American audiences often get adapted versions of top-quality Israeli TV dramas, like Homeland or In Treatment.
With Losing Alice, which becomes available Friday on Apple TV+, we get the chance to see a new one in its original Israeli incarnation.
Losing Alice, which runs eight episodes, isn't a breezy watch. It's a dark, sometimes disturbing, psychological drama involving two female writers and filmmakers whose paths cross in a fascinating dance, sometimes affectionate, sometimes tense, and riddled with unspoken subtext about what we want from life and the price we will pay to get it.
Ayelet Zurer (top) plays Alice Ginor, who at 48 is a successful and well-known author and filmmaker. On the surface, she has one of those dream lives, married to film star David Bareket (Gal Toren) with a couple of lovely children.

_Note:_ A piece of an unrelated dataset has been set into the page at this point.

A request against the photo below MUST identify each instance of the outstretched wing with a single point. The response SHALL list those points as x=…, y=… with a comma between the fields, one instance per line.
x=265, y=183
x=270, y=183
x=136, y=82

But she also feels the clock ticking. Years ago, she was a cutting-edge writer and filmmaker, prominent in the cultural conversation for work that was seen as a daring exploration of female sexuality.
Since she stepped back to raise her family, she has become more like a godmother to a new generation of writers. She does some teaching, she directs commercials. There don't seem to be any significant traumas in her life, but something is missing, and both she and David sense it.
Enter a random coincidence.
On a train ride home, she is engaged in conversation by Sophie Marciano (Lihi Kornowski), a 24-year-old woman who, at first, just seems to be a fan, talking about how much she was affected and influenced by Alice's earlier work.
While their conversation spools out into more than a casual fan encounter, Alice gets off at her stop and would think little more about it except that Sophie is also a writer, and it turns out she has sent her first screenplay script to David.
When Alice gets home and brings it up, David says yes, he got the script. In fact, he emailed Alice about it two weeks earlier. She just hadn't checked her email, which is why she didn't know about it.
He says he likes it and is considering doing it. Her interest piqued, Alice prints out the script and stays up half the night reading it.
It awakens everything from which she feels like she's drifted away – inspiration, urgency, contemporary relevance. She realizes she wants to matter again.
Game on.
From this setup, Losing Alice spins a complex relationship between Alice and Sophie while exploring the impact of Alice's reawakened ambition on the other people around her, including her family.
Zurer never plays Alice as a lost soul. She has a keen sense of herself, and she understands what she's doing, both the admirable and the less admirable things.
Sophie has a different sort of self-awareness, sometimes seemingly manipulative, but also more naïve simply because she hasn't lived as long.
The bridge between them is further enriched, or complicated, by the production of Sophie's movie script, which adds its own psychological twists, many of them disturbing.
Since Losing Alice uses subtitles for American viewers, it requires paying attention. That's good. So does the story.